Mother bellows for the children to come to breakfast before the day begins. Father is already on his way out to tend to the fields below but he will expect the rest of the family to join him shortly. No one is spared from the hardship of gathering of the harvest. He knows that each will do their best, as he had done for his father before. Each year the crops had been smaller and withering sooner, but it seems this year has been extremely bad.
The drought had been going on for many years now, just enough rain to provide for the family and even that was dwindling.  Soon, he ponders, they may have to move on. But to where? This has been home for several generations of his family and thought of leaving wrenches at his heart. Still he can’t just stay and watch his family shrivel one by one as the shortage of food continues.
Soon, he thinks, very soon. He had heard of work in a mill up north where he had cousins living. They would put the family up for a while. At least until he could get on his feet. Mother would not be happy, he knows. This has been her home for more years than she would like to let on. She will get over it. She is a strong woman, practical. And once there the children would have the chance to attend school regularly. She’d like that idea.

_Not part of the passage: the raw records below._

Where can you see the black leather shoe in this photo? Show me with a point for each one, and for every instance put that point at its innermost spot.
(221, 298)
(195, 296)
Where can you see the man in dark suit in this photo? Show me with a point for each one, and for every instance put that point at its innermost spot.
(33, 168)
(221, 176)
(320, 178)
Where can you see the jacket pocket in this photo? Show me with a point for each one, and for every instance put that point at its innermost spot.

That evening after supper, he broaches the subject with her. He smiles, as she reacts just as he assumed she would. Then reasoning took over and she began making plans about what to take and what to leave. They just couldn’t afford to take everything with them. As soon as those decisions were finalized, a date was reached. They would be leaving on the third Monday of next month. That would give him time enough to get a letter to his cousins and get a reply back.
Sunday before was spend packing and loading the wagon that they would haul behind the aging vehicle. It groaned and creaked as they started, but managed to pull the load. Father watched out of the rearview mirror as the house shrank in the distance. He wondered if he or any of his family would ever see the place again.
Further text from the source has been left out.